Son of Shropshire murderer in court for coat theft
The son of a convicted murderer has been jailed for stealing a coat "because he was cold".
Robert Stanislaw Ligus, who has appeared before the courts nearly 40 times for more than 75 offences, was in Shrewsbury Crown Court yesterday to admit the theft of a coat from the Mountain Warehouse shop in the town's Pride Hill.
The court was told the 35-year-old, whose father is now detained indefinitely in a secure mental hospital, had had many troubles in his life which had seen him turn to drugs.
Mr Robert Edwards, prosecuting, said a security guard from Boots in Pride Hill, Shrewsbury, watched Ligus, who was known to him, go into the adjacent Mountain Warehouse store.
"He saw him take his jacket off, put a coat on and put the jacket back on on top, walking out without paying.
"There was a chase on foot and Ligus was detained until police arrived," Mr Edwards told the court.
"Ligus is not a stranger to the justice system, with 78 offences in 39 appearances in the courts."
Judge Graham Huston told Ligus he had squandered the chance that he had been given when he received a suspended prison sentence earlier this year for trying to break into three units in Shrewsbury's Indoor Market.
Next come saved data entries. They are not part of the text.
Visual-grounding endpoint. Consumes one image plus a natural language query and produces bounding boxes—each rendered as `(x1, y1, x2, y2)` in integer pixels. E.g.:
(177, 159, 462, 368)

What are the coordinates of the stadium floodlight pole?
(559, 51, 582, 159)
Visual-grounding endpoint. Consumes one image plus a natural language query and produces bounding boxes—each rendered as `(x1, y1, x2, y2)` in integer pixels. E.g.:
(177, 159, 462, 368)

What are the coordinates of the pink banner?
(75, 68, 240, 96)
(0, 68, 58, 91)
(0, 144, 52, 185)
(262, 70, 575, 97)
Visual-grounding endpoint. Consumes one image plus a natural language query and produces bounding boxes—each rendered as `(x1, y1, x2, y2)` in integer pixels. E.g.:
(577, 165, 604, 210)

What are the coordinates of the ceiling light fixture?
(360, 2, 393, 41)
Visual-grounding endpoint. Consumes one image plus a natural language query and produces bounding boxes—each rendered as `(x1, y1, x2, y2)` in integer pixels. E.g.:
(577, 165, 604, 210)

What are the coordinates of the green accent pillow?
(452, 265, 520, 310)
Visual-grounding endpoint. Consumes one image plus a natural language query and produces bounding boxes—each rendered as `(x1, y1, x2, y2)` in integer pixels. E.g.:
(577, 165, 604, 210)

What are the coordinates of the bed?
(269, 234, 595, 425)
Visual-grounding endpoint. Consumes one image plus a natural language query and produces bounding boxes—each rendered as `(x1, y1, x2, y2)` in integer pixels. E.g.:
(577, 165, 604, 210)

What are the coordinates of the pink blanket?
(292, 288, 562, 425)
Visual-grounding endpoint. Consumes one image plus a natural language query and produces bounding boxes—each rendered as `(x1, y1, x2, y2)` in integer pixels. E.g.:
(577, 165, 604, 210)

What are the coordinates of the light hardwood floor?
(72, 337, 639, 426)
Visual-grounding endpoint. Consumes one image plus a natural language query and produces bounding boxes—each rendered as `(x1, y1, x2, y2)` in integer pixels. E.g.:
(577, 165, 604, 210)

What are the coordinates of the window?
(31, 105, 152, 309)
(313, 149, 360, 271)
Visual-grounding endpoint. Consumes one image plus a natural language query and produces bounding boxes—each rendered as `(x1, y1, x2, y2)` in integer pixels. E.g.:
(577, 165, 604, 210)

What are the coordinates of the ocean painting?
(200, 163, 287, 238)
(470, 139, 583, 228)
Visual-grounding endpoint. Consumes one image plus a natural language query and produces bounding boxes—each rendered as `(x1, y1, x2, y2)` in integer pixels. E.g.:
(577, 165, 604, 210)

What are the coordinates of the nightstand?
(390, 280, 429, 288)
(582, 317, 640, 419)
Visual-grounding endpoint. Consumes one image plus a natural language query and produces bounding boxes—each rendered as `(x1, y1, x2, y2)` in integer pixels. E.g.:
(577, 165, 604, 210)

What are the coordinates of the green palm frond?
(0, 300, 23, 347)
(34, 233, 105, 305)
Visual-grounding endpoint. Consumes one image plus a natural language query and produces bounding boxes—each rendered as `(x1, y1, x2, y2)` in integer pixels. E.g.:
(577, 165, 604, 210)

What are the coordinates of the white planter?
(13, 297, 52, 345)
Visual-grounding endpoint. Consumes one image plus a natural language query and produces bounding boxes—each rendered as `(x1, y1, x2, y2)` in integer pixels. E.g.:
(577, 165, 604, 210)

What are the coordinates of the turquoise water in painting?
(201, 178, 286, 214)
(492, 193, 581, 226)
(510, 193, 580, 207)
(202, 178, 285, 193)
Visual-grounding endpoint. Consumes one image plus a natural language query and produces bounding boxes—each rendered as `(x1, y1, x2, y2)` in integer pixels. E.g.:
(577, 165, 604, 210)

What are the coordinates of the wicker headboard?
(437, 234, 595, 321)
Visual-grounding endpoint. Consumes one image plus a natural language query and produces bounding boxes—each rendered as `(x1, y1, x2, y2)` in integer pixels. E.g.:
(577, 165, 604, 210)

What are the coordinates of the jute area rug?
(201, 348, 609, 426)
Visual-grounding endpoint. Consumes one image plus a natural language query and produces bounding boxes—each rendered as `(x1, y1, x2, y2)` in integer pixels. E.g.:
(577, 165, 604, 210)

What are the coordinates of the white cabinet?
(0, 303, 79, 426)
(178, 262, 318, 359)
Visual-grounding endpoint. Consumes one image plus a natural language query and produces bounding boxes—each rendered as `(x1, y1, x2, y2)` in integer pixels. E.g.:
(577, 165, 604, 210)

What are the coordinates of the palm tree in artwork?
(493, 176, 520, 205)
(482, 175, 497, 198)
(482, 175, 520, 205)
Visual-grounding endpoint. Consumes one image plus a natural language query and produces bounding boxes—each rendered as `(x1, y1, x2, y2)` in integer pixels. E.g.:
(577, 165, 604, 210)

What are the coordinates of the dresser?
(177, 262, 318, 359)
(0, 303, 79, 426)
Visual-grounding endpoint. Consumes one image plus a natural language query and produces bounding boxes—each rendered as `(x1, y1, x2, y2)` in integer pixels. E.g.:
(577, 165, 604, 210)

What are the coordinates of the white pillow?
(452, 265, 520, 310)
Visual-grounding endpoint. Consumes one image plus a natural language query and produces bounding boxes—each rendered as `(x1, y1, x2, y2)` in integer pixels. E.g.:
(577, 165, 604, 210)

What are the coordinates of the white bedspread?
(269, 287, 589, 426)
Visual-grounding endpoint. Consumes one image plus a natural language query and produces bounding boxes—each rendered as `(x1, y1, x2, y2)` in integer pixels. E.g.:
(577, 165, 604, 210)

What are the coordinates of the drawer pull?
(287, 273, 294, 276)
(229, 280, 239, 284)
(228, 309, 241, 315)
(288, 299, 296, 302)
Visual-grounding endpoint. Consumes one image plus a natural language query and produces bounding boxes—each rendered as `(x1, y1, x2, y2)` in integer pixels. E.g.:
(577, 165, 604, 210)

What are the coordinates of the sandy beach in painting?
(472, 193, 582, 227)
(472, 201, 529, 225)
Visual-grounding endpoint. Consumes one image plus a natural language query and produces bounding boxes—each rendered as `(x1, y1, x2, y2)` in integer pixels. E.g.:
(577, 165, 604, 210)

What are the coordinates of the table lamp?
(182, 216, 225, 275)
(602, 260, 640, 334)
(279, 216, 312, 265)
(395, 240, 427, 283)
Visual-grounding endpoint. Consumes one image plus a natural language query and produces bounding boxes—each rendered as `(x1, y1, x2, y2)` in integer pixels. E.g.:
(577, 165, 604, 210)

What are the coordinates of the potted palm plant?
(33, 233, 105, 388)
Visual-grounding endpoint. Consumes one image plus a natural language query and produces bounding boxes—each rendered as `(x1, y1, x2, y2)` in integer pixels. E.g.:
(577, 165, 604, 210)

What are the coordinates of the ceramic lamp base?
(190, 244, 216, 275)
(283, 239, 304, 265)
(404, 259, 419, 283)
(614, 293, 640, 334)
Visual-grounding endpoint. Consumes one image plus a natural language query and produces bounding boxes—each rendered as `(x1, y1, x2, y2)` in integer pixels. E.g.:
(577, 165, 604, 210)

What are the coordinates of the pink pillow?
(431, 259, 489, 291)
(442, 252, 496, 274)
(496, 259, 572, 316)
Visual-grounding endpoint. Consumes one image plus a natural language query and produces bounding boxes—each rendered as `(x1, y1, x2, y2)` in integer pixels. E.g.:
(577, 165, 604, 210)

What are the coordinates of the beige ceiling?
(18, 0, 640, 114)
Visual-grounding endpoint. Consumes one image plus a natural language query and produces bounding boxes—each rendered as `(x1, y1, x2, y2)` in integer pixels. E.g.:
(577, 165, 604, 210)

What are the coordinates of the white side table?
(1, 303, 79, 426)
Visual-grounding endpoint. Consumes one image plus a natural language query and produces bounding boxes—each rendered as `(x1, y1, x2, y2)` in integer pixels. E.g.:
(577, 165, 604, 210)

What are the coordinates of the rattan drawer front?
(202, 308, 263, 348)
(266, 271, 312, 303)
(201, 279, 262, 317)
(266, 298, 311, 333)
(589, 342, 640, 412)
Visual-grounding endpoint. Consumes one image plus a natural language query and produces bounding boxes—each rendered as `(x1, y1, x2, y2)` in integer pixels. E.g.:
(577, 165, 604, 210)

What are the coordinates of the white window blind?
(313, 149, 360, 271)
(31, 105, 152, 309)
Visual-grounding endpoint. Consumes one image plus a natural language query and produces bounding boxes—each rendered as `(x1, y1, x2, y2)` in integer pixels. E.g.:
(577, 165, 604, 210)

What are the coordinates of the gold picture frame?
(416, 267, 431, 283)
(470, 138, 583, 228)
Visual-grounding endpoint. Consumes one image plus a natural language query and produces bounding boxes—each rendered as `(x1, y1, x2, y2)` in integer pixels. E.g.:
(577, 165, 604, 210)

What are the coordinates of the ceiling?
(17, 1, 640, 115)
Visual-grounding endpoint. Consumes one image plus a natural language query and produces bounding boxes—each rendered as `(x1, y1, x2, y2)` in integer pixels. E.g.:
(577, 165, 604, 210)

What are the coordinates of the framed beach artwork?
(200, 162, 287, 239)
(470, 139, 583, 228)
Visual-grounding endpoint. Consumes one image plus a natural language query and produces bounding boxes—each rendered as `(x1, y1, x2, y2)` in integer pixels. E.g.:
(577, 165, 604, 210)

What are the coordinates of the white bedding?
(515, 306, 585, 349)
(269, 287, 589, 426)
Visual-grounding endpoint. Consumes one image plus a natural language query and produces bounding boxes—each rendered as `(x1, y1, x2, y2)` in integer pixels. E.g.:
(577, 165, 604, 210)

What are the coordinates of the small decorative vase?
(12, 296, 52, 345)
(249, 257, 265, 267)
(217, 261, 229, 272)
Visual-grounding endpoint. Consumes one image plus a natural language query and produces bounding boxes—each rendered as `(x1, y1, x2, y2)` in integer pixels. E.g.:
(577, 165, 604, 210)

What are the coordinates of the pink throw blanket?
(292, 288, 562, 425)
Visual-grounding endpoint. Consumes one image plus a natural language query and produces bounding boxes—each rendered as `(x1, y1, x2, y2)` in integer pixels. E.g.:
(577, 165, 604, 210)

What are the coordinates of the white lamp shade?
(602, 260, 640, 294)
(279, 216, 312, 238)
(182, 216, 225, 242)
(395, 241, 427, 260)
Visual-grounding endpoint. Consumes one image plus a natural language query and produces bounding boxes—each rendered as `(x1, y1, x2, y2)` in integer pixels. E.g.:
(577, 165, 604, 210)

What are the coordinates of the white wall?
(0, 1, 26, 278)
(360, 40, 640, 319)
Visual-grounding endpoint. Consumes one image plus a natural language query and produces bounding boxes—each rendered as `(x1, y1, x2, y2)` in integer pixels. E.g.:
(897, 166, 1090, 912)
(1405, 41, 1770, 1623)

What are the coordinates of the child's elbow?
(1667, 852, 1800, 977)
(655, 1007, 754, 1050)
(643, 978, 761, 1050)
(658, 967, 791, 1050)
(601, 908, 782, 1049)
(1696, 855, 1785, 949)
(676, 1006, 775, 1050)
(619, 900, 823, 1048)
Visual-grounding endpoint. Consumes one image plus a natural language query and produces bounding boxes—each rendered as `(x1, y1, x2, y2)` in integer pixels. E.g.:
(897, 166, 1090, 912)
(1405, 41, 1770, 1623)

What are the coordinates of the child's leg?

The judge sentenced Ligus, of Avondale Drive, Castlefields, Shrewsbury, to one month in prison and also invoked four months of a suspended sentence that Ligus received earlier this year.
Mr Michael Sherwood Smith, for Ligus, said his client had borrowed a coat from a friend to go to collect a prescription, but knew he had to return it.
"He was cold and that is why he stole the coat," he said.
"He had had many unhappy occasions in his life and had sought solace in illegal drugs.
"However he has reduced his methadone dose tremendously."
While in prison he confessed to committing two other killings in the same year and, in 2011, a Birmingham Crown Court jury found him responsible for the murders of Trevor Bradley, 53, from Ludlow, and Brian Coles, 57, from Whitchurch.
Ligus senior, 62, is now detained indefinitely in a secure mental hospital.
Because of his mental state, jurors were instructed to rule on whether the father-of-three did the acts alleged against him, rather than being required to return verdicts of guilty or not guilty.